The obstetrician caring for this patient’s next pregnancy will most likely recommend a cerclage (band placed in the cervix to hold it closed) at 12-14 weeks gestation based solely on this obstetrical history. If this is so then further diagnostic testing is not required (since the test results will not change the management plan).

Identification of an incompetent uterine cervix can be accomplished by (a) a history of an asymptomatic second trimester pregnancy loss with painless cervical dilatation and rupture of the membranes, (b) ability to pass a sterile cervical dilator into the nonpregnant uterus (an 8mm dilator should not be able to easily pass through a normal nonpregnant cervix), and (3) a hysterosalpingogram that reveals a dilated lower uterine segment and dilated cervical internal os (abnormal findings on HSG are not always identifiable).

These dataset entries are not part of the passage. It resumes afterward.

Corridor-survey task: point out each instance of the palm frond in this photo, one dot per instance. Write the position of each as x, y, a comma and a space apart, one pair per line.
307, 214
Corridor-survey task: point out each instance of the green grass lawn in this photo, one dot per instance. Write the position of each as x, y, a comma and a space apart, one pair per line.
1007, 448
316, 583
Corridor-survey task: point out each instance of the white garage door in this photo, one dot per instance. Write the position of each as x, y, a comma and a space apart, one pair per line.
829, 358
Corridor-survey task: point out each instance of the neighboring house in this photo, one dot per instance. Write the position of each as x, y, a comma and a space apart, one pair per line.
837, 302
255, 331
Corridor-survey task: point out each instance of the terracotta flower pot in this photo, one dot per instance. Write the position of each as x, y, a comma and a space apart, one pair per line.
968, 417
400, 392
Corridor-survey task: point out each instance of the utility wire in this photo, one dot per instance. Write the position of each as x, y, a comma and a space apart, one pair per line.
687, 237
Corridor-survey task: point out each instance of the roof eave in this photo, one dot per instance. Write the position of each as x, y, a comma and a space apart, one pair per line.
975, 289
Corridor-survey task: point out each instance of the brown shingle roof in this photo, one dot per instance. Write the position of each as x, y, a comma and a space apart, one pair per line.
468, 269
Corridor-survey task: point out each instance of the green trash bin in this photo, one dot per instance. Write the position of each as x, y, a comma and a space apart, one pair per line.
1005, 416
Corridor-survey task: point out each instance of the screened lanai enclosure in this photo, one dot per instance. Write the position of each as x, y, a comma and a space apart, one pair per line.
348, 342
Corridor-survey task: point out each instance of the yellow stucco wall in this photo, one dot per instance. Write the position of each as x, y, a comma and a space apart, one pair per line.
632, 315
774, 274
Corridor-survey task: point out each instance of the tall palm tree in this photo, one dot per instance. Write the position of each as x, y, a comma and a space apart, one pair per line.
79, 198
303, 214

During a subsequent pregnancy, serial ultrasound examinations can often identify if the cervix is shortening or dilating prior to placement of the cerclage. The cerclage is usually placed in the early second trimester to allow for development of the major organ systems (embryogenesis) and also to avoid trapping a chromosomally abnormal gestation (that would normally be spontaneously lost during the first trimester) within the uterus. Cervical scarring after placement of an external cerclage may result in an increase in cesarean section rates by about 15%.